I am going to let Doug Engmann, former chair of the Pacific Stock Exchange and president of the SF Planning Commission, make the point about the city attorney’s settlement today with Airbnb:
It’s a game changer. If other American cities follow San Francisco’s lead and hold Airbnb accountable for facilitating illegal activity, it could have a material impact on the company’s revenue and $30 billion valuation. Venture capitalists, private equity funds and institutional investors should be having second thoughts about an enterprise with a business model that ignores local laws, deprives working families of needed housing, and disrupts the lives of tenants, property owners and neighbors.
City Attorney Dennis Herrera announced yesterday that the tech giant had dropped its ill-conceived suit against the city. The city clearly had the upper hand: Cities can regulate land use; cities get to decide where hotels go and where residential areas go.
And it looked horrible for Airbnb to be suing its hometown.
So Herrera was able to set out terms that are largely favorable to the city – and that set a national precedent. Airbnb has agreed to what the city wants, thanks to legislation by Sups. David Campos and Aaron Peskin.
And what the city wants is simple: Airbnb, and other “homesharing” hosts (this isn’t sharing, by the way, it’s a commercial transaction) have to agree not to list any properties on their sites that don’t have a local license.
In exchange, the city agreed to make it easier to get a license, which is fine.
But the settlement shifts the burden of proof off the city and tenants and neighborhoods, which have complained for years about illegal Airbnb units, and forces the platform that is making huge amounts of money when landlords evict tenants and turn apartments into hotel room to comply with local law.
The settlement came just days after a hearing at the Board of Supes Government Audit and Oversight Committee at which city officials admitted that Airbnb’s claims of wanting to be a good neighbor were utterly bogus.
The vast majority of the Airbnb units in San Francisco are currently illegal. If the company actually follows the law, thousands of new housing units could come on the market.
The only thing the deal doesn’t do is go back five years, find all the illegal evictions, and give those tenants back their homes, at the rent they used to pay.
Maybe we can do that next.
And the city still has a huge enforcement job ahead: Landlords will continue to break the rules unless there are consequences.
In the meantime, maybe this will send a message to the tech industry in general (including Uber): You can’t just break the law and later ask to be legalized.
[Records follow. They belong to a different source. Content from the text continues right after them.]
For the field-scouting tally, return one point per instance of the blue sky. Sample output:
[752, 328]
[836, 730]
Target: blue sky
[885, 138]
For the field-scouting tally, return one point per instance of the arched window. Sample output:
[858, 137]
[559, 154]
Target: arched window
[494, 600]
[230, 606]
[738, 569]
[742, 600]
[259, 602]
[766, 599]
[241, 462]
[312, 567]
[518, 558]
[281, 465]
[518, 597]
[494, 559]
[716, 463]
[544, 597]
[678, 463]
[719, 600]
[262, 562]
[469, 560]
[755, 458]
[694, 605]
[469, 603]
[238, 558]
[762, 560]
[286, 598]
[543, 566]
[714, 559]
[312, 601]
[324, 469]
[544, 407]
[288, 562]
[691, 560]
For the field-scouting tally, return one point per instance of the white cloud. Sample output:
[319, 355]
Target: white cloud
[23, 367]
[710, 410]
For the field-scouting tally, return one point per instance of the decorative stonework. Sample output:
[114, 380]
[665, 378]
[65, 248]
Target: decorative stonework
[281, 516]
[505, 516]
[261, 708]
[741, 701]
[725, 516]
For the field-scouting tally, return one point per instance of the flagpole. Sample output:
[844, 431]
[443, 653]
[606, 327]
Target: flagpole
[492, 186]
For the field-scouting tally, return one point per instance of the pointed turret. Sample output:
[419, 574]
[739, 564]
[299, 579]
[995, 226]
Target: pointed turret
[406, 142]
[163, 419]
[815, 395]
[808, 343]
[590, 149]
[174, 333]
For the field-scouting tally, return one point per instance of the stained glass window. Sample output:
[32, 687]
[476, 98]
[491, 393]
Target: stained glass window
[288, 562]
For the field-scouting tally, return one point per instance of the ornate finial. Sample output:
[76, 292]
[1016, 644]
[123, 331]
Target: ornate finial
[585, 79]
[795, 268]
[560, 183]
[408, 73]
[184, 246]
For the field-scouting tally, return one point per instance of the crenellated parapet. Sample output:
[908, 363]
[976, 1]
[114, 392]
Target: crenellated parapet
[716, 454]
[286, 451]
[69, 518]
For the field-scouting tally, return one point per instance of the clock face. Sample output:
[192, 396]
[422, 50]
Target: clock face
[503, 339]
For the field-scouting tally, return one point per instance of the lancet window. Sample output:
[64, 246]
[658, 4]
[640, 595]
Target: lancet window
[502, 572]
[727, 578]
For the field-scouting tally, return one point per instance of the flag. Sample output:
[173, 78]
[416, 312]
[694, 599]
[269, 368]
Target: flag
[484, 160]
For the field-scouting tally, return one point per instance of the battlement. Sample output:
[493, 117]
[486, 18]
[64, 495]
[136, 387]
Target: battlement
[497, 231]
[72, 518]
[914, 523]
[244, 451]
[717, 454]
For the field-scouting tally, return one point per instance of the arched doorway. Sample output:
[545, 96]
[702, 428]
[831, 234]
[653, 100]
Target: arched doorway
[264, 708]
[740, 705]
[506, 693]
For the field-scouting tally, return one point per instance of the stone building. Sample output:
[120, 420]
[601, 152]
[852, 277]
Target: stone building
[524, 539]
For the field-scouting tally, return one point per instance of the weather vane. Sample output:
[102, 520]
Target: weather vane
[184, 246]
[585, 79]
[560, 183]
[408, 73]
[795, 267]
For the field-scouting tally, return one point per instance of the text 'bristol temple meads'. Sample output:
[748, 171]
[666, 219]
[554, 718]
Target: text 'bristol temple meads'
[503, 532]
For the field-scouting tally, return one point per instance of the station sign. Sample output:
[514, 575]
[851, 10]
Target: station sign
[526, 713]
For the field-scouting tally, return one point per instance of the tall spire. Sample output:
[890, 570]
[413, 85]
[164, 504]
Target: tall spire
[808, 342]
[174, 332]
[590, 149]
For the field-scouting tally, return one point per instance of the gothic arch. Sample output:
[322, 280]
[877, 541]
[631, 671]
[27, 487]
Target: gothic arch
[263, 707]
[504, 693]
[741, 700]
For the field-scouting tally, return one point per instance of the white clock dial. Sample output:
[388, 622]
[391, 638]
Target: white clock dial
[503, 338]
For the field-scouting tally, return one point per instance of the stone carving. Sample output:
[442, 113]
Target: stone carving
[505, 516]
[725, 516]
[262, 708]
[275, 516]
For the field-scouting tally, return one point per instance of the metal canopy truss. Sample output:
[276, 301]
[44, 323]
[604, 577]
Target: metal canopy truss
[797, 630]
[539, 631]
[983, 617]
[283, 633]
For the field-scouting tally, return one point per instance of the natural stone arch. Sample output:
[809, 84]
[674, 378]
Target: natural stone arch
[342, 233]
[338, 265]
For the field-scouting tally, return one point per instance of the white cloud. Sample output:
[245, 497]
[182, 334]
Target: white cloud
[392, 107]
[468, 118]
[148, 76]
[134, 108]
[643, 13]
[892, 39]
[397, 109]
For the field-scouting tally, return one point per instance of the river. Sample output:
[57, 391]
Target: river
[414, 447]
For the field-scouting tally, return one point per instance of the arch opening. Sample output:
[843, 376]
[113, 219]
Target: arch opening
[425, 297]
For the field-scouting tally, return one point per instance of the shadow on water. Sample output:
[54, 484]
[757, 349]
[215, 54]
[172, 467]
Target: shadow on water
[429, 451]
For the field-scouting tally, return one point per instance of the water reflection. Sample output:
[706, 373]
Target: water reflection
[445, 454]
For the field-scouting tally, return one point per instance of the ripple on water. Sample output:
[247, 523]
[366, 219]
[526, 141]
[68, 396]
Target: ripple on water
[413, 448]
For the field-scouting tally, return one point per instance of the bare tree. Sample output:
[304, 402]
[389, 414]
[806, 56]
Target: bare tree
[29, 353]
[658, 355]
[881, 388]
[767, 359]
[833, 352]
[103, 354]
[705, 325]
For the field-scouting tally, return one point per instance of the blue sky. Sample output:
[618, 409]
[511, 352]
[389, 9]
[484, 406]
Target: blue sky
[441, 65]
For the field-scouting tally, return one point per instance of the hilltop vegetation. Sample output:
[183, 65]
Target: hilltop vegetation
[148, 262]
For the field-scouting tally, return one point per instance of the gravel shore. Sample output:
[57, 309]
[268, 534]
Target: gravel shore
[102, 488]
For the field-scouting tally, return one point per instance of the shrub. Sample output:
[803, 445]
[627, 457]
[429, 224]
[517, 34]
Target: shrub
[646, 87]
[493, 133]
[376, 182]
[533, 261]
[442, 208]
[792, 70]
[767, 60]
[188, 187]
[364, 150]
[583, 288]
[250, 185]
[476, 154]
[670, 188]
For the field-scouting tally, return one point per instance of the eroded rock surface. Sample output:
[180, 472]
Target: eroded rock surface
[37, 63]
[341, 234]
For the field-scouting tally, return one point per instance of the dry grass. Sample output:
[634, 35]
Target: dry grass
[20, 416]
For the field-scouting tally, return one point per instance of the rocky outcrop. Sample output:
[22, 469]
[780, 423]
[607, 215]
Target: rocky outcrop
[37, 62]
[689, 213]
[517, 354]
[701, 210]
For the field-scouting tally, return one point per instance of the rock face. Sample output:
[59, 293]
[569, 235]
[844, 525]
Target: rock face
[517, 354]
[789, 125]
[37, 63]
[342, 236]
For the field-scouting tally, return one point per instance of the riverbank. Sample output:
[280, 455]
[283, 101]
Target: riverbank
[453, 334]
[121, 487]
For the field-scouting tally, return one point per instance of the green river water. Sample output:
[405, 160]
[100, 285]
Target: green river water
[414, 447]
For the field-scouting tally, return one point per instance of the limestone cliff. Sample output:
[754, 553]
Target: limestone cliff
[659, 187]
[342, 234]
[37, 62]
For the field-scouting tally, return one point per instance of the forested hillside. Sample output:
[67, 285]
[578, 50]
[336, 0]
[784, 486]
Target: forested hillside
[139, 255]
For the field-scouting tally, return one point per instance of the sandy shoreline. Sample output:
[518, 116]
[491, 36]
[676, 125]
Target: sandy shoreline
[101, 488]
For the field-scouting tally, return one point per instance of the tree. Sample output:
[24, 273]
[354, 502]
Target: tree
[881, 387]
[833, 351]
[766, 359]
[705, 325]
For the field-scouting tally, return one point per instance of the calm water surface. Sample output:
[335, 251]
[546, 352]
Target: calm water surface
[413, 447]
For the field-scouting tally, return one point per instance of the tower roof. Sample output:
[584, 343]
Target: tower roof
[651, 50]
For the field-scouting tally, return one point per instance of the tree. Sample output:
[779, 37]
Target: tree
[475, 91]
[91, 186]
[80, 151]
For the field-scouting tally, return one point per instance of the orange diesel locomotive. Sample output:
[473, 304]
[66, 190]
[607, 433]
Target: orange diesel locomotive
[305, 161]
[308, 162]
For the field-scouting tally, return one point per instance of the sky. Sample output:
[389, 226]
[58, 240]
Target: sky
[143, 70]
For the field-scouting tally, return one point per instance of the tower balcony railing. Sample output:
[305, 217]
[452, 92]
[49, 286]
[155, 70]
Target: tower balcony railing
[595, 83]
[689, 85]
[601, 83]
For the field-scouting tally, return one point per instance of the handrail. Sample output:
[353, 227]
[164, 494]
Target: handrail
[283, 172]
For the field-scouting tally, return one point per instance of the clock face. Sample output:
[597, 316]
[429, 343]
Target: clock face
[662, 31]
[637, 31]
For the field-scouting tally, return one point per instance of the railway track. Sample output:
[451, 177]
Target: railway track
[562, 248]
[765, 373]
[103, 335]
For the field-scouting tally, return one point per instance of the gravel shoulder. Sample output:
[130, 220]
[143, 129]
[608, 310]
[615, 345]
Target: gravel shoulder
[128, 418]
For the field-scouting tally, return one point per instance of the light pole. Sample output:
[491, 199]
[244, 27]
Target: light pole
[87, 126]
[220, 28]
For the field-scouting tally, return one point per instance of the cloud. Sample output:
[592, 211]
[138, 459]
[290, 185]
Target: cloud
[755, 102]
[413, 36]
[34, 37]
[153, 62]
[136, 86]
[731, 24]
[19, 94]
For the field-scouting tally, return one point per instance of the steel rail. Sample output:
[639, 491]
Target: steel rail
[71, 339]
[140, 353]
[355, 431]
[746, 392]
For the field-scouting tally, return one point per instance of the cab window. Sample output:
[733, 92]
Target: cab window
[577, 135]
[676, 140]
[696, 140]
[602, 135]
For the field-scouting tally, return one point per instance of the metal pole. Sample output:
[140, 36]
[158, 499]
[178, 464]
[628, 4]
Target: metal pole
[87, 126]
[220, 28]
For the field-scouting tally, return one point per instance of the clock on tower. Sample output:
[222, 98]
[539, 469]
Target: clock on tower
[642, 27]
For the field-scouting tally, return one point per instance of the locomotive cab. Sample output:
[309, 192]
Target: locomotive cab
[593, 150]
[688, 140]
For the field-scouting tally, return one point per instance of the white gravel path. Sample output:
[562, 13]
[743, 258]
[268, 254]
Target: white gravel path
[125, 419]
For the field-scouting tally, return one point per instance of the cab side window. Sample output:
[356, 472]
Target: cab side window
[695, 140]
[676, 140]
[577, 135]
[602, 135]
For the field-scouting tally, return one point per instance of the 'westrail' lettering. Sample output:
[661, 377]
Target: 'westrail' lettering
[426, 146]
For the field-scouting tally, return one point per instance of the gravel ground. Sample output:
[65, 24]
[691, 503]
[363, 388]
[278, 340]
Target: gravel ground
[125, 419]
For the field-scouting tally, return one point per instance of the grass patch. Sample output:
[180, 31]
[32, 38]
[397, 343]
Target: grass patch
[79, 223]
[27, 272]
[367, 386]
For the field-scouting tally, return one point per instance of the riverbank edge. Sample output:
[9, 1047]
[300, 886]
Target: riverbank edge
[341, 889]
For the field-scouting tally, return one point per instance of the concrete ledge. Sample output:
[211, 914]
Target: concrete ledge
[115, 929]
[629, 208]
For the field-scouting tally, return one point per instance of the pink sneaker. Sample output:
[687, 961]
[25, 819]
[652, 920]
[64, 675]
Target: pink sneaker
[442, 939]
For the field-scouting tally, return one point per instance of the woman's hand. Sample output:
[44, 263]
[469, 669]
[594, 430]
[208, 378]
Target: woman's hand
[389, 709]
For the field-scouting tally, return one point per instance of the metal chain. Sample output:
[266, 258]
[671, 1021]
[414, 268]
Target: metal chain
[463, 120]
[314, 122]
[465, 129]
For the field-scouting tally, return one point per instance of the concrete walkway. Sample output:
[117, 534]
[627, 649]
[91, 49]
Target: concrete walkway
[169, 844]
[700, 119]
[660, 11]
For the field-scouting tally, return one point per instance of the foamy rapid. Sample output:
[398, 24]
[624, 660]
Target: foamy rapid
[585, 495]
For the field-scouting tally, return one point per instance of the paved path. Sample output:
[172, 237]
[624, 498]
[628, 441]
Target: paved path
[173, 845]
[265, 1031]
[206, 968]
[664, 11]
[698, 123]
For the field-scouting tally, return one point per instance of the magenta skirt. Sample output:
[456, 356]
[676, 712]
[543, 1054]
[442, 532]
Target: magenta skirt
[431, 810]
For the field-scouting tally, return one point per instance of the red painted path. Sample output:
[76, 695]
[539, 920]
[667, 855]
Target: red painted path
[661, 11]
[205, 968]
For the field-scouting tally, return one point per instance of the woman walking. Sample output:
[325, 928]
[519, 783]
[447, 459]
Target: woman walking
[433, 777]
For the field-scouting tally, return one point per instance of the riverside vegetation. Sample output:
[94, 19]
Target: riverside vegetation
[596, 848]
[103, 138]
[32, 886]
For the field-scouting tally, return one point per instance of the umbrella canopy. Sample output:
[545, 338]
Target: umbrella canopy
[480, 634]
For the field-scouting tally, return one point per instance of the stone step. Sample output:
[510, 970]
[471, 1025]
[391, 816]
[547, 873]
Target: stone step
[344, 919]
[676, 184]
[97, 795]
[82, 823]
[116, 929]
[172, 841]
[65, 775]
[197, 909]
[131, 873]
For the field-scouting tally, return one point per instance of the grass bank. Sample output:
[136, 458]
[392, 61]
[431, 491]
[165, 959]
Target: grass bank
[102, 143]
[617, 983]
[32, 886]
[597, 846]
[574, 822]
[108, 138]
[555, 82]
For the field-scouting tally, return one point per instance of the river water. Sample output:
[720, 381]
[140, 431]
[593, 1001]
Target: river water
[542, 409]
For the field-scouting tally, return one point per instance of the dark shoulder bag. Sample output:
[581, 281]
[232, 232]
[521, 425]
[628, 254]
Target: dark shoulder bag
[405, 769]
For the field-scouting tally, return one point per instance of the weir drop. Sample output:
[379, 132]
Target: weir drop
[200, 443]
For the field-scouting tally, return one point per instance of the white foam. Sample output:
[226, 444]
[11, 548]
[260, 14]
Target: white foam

And I hope that Assemblymember David Chiu, who as a supe allowed Airbnb to operate without the rules that are now in place, and all of his supporters, including Sups. London Breed, Mark Farrell, Katy Tang and Malia Cohen and now-Senator Scott Wiener, look back on this and realize they were wrong.
Mayor Ed Lee, who told the Chronicle that this settlement was just dandy, was a big supporter of the legislation that allowed Airbnb to operate legally — without this new provision. For three years, his administration has done very little to crack down on the thousands of illegal operators.
Now the city’s going to have to enforce its new law — and make sure that about 6,000 unregistered listings are removed from the short-term rental market. We will see how that goes.